WASHINGTON-The United States and China last week averted a high-profile trade war over intellectual property rights that threatened to cut into wireless telecommunications commerce between the two countries.
The U.S.-Sino accord was reached just hours after the Clinton administration-imposed June 17 deadline passed for slapping punitive tariffs on $2 billion worth of Chinese imports, including cellular telephones.
The White House claimed China failed to enforce a February 1995 intellectual property rights pact requiring it to crack down on illegally operating pirate compact disk factories that have been producing 30-50 million units a year.
In 1995, the United States imported nearly $100 million worth of wireless phones from China.
But the U.S. wireless telecom industry stood to be the real loser if China had retaliated as promised by imposing high tariffs on U.S.-made pagers, mobile telephones and other radio communications equipment.
Motorola Inc., the world’s biggest mobile communications manufacturer and an aggressive exporter of wireless products, would have been hit hard at both ends.

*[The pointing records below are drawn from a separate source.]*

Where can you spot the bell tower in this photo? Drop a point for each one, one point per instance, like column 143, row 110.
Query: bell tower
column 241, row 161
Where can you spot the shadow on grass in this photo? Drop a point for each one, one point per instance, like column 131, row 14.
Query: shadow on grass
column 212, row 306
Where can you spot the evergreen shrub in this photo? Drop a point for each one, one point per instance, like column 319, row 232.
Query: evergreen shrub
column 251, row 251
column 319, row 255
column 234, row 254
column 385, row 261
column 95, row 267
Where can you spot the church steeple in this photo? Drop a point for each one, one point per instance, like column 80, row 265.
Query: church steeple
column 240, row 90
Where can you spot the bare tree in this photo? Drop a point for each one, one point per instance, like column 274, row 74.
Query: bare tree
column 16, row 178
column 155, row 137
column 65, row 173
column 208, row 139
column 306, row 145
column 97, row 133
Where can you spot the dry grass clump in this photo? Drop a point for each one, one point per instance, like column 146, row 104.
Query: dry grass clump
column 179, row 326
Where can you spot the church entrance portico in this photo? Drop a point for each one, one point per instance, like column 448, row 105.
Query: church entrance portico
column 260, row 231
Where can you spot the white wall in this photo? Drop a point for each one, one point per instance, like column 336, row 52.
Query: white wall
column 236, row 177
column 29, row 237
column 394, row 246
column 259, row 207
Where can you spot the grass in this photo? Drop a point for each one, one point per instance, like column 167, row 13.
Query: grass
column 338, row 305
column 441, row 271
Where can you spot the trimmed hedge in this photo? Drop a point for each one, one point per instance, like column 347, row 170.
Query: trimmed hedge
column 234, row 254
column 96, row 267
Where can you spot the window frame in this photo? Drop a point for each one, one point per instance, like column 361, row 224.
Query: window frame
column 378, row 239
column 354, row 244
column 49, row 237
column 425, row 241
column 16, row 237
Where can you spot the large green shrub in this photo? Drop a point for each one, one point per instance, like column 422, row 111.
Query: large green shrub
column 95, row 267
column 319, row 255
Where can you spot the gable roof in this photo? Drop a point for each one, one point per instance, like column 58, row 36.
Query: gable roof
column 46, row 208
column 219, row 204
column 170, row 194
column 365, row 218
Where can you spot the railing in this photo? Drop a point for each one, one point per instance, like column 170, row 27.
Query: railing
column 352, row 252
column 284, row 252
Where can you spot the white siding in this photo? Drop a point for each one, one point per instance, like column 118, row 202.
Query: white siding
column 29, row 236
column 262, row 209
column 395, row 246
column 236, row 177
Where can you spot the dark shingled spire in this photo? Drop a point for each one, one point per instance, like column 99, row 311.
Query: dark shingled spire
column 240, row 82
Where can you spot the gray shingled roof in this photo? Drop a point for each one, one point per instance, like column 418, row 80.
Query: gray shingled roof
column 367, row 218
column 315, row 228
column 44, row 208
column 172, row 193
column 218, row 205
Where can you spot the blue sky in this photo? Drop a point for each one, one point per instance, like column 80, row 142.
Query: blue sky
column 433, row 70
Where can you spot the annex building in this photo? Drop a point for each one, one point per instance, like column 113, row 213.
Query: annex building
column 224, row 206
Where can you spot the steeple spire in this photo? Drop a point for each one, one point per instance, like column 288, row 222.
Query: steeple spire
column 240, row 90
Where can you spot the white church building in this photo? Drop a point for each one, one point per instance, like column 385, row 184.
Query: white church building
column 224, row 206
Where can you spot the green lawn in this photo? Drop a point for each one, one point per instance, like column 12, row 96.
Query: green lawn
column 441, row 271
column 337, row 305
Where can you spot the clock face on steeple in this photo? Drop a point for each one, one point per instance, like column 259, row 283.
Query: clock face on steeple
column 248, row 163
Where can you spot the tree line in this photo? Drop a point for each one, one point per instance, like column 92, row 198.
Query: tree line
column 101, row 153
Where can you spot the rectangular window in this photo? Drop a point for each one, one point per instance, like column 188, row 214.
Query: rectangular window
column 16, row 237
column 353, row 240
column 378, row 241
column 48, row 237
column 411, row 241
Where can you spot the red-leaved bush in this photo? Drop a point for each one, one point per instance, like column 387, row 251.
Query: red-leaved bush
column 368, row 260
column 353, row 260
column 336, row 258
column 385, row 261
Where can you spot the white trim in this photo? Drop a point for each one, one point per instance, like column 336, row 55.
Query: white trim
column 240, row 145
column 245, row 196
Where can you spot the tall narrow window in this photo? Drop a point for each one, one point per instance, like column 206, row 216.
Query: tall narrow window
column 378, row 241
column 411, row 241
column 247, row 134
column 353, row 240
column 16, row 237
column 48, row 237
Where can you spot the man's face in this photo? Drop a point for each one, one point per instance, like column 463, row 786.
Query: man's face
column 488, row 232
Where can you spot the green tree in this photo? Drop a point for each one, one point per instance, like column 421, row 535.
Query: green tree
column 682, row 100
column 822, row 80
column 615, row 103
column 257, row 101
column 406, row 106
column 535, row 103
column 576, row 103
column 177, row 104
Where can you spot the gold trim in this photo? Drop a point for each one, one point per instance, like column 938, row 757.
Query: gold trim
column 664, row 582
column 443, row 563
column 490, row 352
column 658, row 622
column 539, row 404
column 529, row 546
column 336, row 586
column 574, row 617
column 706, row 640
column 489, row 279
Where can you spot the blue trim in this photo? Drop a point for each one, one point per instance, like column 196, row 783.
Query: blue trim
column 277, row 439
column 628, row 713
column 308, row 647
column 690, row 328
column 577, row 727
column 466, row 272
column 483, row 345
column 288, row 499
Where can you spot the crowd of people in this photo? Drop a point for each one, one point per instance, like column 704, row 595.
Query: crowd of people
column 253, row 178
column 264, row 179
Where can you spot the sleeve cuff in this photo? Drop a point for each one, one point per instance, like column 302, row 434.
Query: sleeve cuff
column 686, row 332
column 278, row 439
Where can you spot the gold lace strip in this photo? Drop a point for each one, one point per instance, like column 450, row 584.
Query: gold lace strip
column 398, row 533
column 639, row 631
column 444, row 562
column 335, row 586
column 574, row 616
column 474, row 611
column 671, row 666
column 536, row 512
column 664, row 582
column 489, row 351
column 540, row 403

The Schaumburg, Ill., firm has a major presence in China where it employs 7,000 workers who build pagers, cellular phones, radio communications systems and semiconductor components.
“These discussions and my other consultations this week have demonstrated what the United states means by engagement-working together to resolve problems by seeking common ground,” said U.S. Trade Representative Charlene Barshefsky, following meetings with Chinese President Jiang Zemin and Vice Premier Li Lanqing in Beijing .
USTR said talks with China leading up to last week’s settlement confirmed China had closed 15 pirate CD factories, including 12 in the Guangdong province, and had taken other measures to crack down on underground marketing of CDs.
In addition, joint ventures between the United States and China and licensing agreements on CDs and other consumer products involving intellectual property rights reportedly may come about now that the trade dispute has been defused.
Barshefsky said she “is hopeful that resolution of the IPR (intellectual property rights) issue can create momentum in support of a broader goal of the administration-maintaining China’s most favored nation trading status.”
The administration can point to the episode as proof of its ability to deal diligently with China without burning bridges on trade and other key issues-like human rights and nuclear arms-that could figure big in this November’s presidential election.
Bob Dole, on a campaign swing in the high-tech Silicon Valley of California where he trails Clinton in the polls, last week predicted the new China trade accord will not hold up.
“I happen to believe that this agreement is the latest event in the three-and-one-half year saga of weakness and uncertainty in the Clinton administration’s handling of economic relations with China,” said Dole.